Would you like to introduce Gego as an artist for people haven’t come across her work before?
I’d love to, and that’s what this exhibition is all about. Gego is an artist who, really across five decades, explored the ways in which a line can be an object. What Gego did that I think is so significant is that she looked to give the line a life of its own. There’s a brilliant artist’s book in the Upper Sculpture Study Gallery called Autobiography of a Line; and if you think autobiography, you’re making it tell its own story.
So from a simple artist’s book to a complex collection of sculptures like this, she is saying that artwork has got a life of its own: It’s animate, it lives in the world. And she’s telling us as human beings to do that same thing.
I was interested because she negates the idea of her work as sculpture full stop in a quote – how much of that is her posturing or how much is that to be taken on board as an indication of her intent?
It’s a really good observation that you’ve made there. Gego said: ‘Sculpture is never what I do.’ And it’s because she understood sculpture as being heavy, immovable, three-dimensional, almost in a way that the sculpture dictated to us, the people encountering it, what to do. That’s not what Gego wanted. She wanted her sculpture to defy gravity, to work with light, to encourage us to think for ourselves.
So in a way, when she said that, it was really early on in her time as an artist, and at that point sculpture wasn’t ready for Gego, now in 2014 sculpture is ready. She’s been waiting and now really is the time to think about embracing her and thinking of her work in a sculptural perspective.
It’s been an ongoing thing with sculptors to defy gravity and to defy balance to a certain extent. When you were curating the show was that part of what was on your mind for this particular room (Gallery 2) with the work floating in space as it were?
We didn’t want the work to touch the floor or the walls, we wanted it to be really light and here at HMI we are blessed with this beautiful room where you can see natural light at six and a half metres high and we’d always imagined that we would see these sculptures in space. If you look up there at that sphere, it’s gently moving and it’s moving from us being in here.
So we always saw this room as being about lightness, so when you enter [Gallery 1] it’s a quite intimate, slow encounter and then you enter this tall room and then you go into another intimate encounter in Gallery 3 and then when you cross onto the archival space you see all the works on paper.
What’s interesting in the way it runs through it, as well as the idea of line, is the geometry which has a natural sense to it: you could compare things to beehives, or fractal notions and things.

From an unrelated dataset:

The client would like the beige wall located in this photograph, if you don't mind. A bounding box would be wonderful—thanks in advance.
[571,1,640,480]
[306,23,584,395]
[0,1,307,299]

Gego was really interested in all of that so we’ve got another exhibition looking at Darcy Thompson’s book On Growth and Form which is written in 1917 and it’s all about naturally occurring mathematical patterns. And Gego had an incredibly mathematical brain who really understood logic, form, geometry and the ways in which it occurs in nature.
Weaving is in the title Tejedura and is a very natural craft.
Yes and it’s also something that you do with your hands so that sense of thinking with the hands. All of the work Gego made herself, every single piece and you cna imagine how your hands would manipulate each of these components to create these incredible spheres.
If you look in the small works called Bichos you see the same components that she’s using in a smaller scale – it means either a bug or a creature or insect but it’s also used colloquially so you might in a friendly way refer to someone as a Bicho, a silly thing. And it also refers to insignificant objects. So she is turning these materials in her studio into something wonderful.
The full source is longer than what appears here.